The company, which exited diesel segment with the implementation of BS-VI emission norms, is also adopting a mix of powertrain technologies based on electrification and CNG in order to further meet the future CO2 emission targets, MSI Managing Director and CEO Kenichi Ayukawa said.
"We also note that prices of both diesel and petrol fuel have now come much closer.

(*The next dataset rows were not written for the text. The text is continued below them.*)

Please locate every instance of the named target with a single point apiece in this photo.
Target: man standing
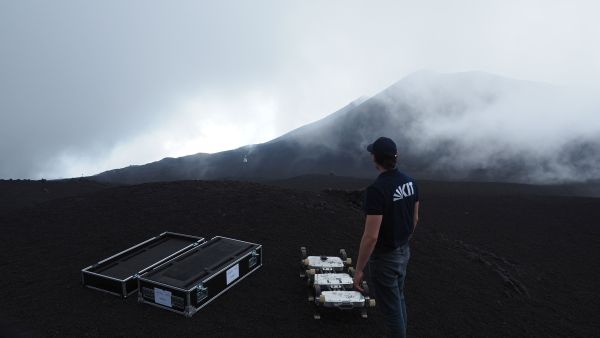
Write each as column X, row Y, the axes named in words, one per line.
column 392, row 212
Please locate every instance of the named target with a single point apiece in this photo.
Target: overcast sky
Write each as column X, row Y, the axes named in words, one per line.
column 87, row 86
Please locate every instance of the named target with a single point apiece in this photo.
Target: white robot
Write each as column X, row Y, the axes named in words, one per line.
column 330, row 283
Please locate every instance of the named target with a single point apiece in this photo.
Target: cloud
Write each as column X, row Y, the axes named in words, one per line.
column 88, row 80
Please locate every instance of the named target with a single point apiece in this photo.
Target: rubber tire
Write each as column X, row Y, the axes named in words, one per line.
column 366, row 287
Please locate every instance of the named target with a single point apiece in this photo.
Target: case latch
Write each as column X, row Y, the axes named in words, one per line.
column 201, row 292
column 253, row 259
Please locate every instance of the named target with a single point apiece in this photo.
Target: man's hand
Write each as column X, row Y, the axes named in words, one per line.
column 358, row 277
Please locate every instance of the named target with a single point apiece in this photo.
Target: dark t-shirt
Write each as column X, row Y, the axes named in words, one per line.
column 393, row 195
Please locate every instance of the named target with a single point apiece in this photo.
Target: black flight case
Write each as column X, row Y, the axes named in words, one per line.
column 118, row 274
column 190, row 281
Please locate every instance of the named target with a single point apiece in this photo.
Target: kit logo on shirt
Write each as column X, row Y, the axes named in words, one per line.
column 404, row 190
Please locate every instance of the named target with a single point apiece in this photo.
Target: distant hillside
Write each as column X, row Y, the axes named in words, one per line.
column 465, row 126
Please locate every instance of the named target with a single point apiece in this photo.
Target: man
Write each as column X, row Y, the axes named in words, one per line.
column 392, row 212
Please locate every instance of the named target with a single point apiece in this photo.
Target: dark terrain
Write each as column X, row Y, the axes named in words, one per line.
column 488, row 260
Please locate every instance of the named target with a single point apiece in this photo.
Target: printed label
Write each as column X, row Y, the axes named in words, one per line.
column 162, row 297
column 233, row 273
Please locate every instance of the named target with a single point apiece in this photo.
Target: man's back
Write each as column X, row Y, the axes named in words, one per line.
column 393, row 195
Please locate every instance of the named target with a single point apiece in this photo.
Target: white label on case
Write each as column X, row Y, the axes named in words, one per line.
column 233, row 273
column 162, row 297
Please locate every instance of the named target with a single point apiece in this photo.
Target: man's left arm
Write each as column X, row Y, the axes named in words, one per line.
column 367, row 244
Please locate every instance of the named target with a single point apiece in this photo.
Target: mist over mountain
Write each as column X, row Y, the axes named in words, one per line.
column 461, row 126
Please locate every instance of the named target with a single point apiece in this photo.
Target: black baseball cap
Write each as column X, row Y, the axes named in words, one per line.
column 383, row 146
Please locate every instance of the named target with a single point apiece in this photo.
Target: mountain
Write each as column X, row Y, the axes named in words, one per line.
column 461, row 126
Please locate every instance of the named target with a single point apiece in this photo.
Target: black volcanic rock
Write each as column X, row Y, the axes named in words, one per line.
column 488, row 260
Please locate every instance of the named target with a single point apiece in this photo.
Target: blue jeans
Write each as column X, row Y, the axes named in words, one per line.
column 387, row 273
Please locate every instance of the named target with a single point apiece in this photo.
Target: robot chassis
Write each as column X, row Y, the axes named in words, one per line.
column 330, row 283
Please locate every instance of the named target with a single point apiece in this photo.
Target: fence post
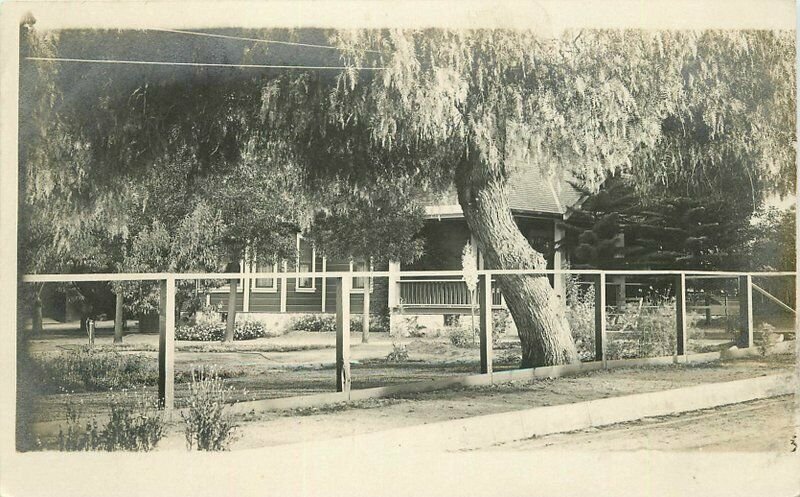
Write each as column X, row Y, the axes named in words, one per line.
column 166, row 344
column 365, row 315
column 680, row 314
column 600, row 319
column 118, row 321
column 343, row 286
column 393, row 294
column 485, row 299
column 746, row 311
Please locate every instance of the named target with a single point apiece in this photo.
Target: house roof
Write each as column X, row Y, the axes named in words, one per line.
column 529, row 193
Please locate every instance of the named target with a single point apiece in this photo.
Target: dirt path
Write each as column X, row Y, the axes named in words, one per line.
column 766, row 425
column 340, row 420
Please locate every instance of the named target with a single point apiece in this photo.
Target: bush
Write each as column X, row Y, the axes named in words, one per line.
column 87, row 369
column 206, row 331
column 327, row 322
column 138, row 426
column 462, row 337
column 132, row 426
column 208, row 425
column 580, row 316
column 653, row 327
column 399, row 353
column 314, row 322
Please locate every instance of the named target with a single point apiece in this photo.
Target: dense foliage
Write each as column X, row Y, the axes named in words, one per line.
column 243, row 330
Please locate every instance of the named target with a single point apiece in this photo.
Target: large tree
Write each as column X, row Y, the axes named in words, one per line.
column 473, row 107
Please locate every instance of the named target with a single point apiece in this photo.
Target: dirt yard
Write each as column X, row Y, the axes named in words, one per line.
column 301, row 363
column 766, row 425
column 339, row 420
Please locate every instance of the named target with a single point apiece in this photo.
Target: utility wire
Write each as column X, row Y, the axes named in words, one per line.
column 197, row 64
column 257, row 40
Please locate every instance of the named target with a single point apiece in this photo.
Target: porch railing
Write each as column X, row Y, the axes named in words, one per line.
column 451, row 293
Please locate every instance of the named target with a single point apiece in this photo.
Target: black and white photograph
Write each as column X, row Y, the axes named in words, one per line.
column 399, row 248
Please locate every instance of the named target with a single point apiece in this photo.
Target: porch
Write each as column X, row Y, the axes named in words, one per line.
column 441, row 296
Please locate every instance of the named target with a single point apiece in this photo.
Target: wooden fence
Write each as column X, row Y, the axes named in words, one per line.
column 167, row 281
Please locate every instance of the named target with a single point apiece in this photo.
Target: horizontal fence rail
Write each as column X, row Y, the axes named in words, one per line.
column 58, row 278
column 437, row 288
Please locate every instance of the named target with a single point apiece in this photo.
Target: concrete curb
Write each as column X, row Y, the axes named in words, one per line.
column 484, row 431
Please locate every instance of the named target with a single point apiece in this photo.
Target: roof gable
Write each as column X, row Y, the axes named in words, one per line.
column 529, row 193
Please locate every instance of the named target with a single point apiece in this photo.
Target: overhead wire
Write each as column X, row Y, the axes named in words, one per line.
column 199, row 64
column 243, row 38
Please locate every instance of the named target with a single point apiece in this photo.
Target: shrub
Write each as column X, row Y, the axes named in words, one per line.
column 208, row 425
column 399, row 353
column 327, row 322
column 132, row 426
column 314, row 322
column 87, row 369
column 462, row 337
column 206, row 331
column 78, row 437
column 580, row 316
column 652, row 325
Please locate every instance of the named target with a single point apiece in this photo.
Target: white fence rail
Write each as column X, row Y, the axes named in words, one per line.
column 167, row 281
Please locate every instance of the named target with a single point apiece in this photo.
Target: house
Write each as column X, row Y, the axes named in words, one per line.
column 539, row 205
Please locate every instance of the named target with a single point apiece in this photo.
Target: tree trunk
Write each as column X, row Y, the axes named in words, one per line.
column 537, row 311
column 118, row 324
column 231, row 320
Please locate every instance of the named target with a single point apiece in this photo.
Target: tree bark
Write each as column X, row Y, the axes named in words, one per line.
column 537, row 311
column 118, row 319
column 231, row 319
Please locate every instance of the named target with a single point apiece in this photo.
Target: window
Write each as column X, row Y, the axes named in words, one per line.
column 306, row 263
column 360, row 266
column 265, row 284
column 226, row 287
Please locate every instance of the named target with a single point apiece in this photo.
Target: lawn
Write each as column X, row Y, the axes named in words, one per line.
column 303, row 363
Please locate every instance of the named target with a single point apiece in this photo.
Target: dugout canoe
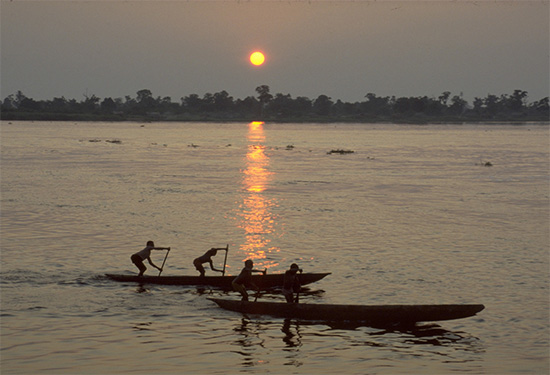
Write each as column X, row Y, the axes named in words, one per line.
column 268, row 281
column 372, row 314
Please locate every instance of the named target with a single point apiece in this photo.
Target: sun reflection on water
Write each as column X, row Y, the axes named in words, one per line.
column 257, row 220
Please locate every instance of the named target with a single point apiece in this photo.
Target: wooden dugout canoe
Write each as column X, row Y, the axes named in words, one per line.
column 374, row 314
column 268, row 281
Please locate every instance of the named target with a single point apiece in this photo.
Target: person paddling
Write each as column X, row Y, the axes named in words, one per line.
column 244, row 279
column 291, row 283
column 206, row 258
column 145, row 254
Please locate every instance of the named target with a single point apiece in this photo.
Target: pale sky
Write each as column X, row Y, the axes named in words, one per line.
column 342, row 49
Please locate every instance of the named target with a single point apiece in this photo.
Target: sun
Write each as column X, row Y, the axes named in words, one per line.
column 257, row 58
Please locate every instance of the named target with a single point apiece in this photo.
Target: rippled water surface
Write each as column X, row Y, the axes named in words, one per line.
column 415, row 215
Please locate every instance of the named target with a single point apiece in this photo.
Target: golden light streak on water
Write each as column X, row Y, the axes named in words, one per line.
column 257, row 219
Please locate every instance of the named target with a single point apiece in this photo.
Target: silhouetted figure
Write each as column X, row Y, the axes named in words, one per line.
column 245, row 279
column 145, row 254
column 291, row 283
column 206, row 258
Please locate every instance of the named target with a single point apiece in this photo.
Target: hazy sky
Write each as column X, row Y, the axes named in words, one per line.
column 343, row 49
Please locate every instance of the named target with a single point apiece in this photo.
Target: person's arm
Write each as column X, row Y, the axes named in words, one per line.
column 153, row 264
column 212, row 266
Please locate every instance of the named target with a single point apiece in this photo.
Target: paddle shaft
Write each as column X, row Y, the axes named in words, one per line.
column 225, row 260
column 164, row 261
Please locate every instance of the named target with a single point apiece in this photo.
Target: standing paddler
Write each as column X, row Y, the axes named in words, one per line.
column 207, row 258
column 145, row 254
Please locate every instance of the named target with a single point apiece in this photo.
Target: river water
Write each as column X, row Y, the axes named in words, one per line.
column 416, row 214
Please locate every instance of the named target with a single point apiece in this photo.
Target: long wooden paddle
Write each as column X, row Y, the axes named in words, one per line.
column 225, row 260
column 164, row 261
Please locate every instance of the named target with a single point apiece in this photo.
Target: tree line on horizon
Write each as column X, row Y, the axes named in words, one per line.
column 265, row 106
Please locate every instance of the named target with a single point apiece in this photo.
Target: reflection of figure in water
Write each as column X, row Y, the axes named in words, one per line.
column 145, row 254
column 206, row 258
column 245, row 279
column 291, row 340
column 291, row 283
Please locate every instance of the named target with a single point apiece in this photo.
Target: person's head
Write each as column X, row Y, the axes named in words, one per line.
column 294, row 267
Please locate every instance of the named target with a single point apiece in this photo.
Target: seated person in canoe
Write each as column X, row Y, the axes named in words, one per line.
column 291, row 283
column 245, row 279
column 145, row 254
column 206, row 258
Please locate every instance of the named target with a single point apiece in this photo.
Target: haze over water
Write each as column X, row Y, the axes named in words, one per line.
column 415, row 215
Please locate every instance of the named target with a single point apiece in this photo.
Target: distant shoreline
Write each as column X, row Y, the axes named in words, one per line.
column 418, row 120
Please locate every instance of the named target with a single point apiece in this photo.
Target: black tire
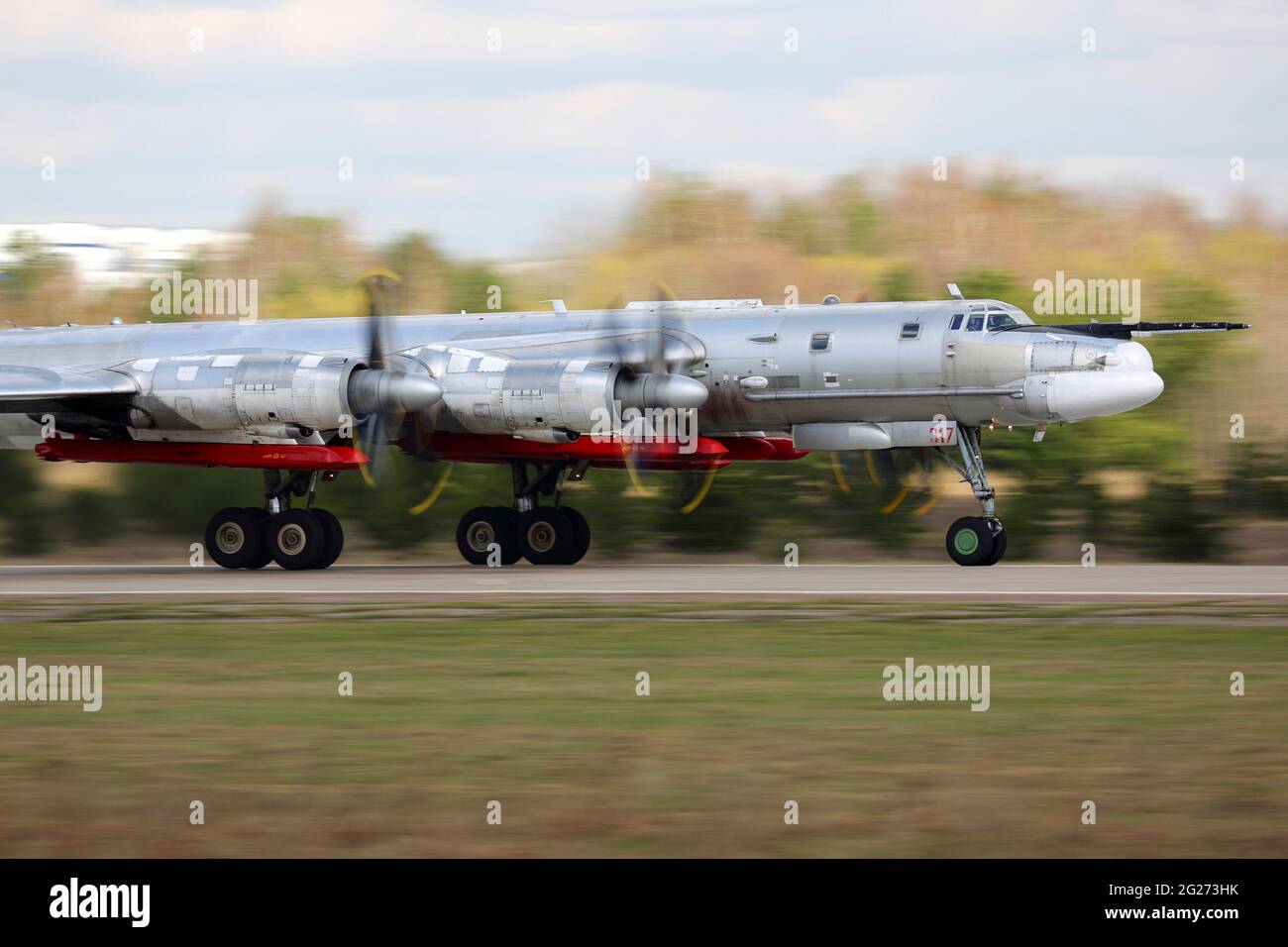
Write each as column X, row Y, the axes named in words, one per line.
column 546, row 536
column 266, row 554
column 235, row 538
column 483, row 526
column 334, row 538
column 969, row 541
column 510, row 553
column 296, row 539
column 581, row 535
column 999, row 548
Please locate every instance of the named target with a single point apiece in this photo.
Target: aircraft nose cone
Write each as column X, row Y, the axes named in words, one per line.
column 1077, row 395
column 681, row 392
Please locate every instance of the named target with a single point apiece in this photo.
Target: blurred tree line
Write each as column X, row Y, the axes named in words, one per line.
column 1163, row 482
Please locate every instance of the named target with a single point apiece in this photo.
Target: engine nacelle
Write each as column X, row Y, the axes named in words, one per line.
column 493, row 395
column 253, row 392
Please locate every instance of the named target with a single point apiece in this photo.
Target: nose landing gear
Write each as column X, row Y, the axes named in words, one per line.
column 304, row 538
column 975, row 540
column 542, row 535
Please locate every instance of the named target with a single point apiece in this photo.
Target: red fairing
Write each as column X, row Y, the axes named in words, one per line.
column 702, row 454
column 761, row 449
column 194, row 454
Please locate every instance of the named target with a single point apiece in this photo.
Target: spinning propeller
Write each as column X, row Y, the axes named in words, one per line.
column 381, row 393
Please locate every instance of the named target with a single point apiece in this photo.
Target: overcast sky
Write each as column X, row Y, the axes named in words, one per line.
column 500, row 151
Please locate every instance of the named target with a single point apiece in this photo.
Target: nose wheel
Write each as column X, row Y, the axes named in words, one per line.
column 975, row 540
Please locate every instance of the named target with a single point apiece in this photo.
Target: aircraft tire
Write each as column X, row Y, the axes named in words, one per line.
column 483, row 526
column 266, row 554
column 334, row 538
column 296, row 539
column 235, row 538
column 970, row 541
column 999, row 548
column 546, row 536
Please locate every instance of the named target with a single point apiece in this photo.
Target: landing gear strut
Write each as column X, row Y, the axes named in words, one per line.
column 304, row 538
column 542, row 535
column 975, row 540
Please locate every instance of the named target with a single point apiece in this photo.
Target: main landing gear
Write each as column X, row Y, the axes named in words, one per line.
column 304, row 538
column 975, row 540
column 542, row 535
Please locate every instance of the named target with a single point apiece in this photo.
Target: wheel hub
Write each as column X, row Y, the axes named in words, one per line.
column 541, row 538
column 481, row 536
column 230, row 539
column 291, row 539
column 966, row 541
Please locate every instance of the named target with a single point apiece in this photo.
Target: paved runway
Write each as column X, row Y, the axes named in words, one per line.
column 653, row 581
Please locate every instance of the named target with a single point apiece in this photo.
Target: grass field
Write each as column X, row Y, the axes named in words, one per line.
column 750, row 706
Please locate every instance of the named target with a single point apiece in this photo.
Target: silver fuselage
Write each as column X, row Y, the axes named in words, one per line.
column 765, row 368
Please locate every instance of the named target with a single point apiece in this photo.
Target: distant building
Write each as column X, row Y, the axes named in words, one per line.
column 111, row 257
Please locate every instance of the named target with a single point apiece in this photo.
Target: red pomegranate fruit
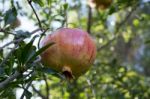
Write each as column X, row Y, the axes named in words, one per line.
column 72, row 54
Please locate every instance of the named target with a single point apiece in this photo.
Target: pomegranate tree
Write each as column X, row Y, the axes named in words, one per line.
column 103, row 4
column 72, row 54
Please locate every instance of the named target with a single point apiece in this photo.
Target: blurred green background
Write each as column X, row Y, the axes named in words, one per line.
column 122, row 35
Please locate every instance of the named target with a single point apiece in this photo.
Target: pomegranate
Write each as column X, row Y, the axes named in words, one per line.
column 72, row 54
column 103, row 4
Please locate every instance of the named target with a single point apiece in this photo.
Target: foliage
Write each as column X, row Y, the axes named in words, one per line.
column 121, row 32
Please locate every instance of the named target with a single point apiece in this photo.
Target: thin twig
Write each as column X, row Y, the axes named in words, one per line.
column 4, row 60
column 30, row 3
column 23, row 94
column 47, row 86
column 89, row 21
column 41, row 37
column 38, row 92
column 4, row 31
column 18, row 40
column 11, row 78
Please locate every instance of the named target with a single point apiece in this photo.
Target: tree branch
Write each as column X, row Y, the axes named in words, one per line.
column 38, row 92
column 89, row 21
column 47, row 86
column 30, row 3
column 11, row 78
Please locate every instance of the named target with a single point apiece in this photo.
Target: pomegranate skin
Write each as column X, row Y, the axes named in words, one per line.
column 73, row 52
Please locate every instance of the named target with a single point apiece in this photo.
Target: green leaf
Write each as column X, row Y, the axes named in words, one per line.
column 51, row 72
column 28, row 94
column 40, row 51
column 10, row 16
column 22, row 34
column 65, row 6
column 40, row 2
column 28, row 51
column 147, row 42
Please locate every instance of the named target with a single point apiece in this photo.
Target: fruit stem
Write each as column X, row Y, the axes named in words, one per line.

However, if for some reason, the demand of diesel vehicles continues, the company may have the flexibility to bring back diesel technology (1.5 litre) in its products," Ayukawa said.
He added that the company is making efforts to electrify its powertrain, ranging from smart hybrids to strong hybrids to electric vehicles.
The partnership between Suzuki Motor Corporation (SMC) and Toyota Motor Corporation will help MSI gain access to hybrid technology, Ayukawa said.
"SMC is not only providing its support for requisite technology, but also partnering to putting up India's first Lithium-ion cell and battery manufacturing facility," he noted.
With government's increased focus on increasing CNG distribution infrastructure across the country, he said demand for CNG vehicles could see an upsurge in the near future, and MSI is best placed to leverage this opportunity.
On Covid-19 situation, Ayukawa said the sudden halt of business with the start of the lockdown put significant pressure on cash flows of some of its business partners like suppliers and dealers.
The company provided them with cash flow support to ensure they are able to pay salaries to their employees and meet other obligations, he noted.
"After lifting of the lockdown, fortunately, we recognise that some demand is starting to recover.
"However, the biggest challenge is to ramp up production of vehicles, amidst the shortage of manpower and the local lockdowns being observed in different states or cities affecting the supply of components and delivery of vehicles at dealerships," Ayukawa said.
It is too early to judge whether demand is only pent up or really starting to recover, he noted.
Ayukawa noted that India's long-term economic prospects are promising, which augur well for the automobile business.
"Experience from the global financial crisis suggests that the Indian economy is quite resilient, and it may not be too far to think that the Indian economy may recover relatively faster this time as well.
"The company is making all-round efforts to both participate and drive this recovery," he added.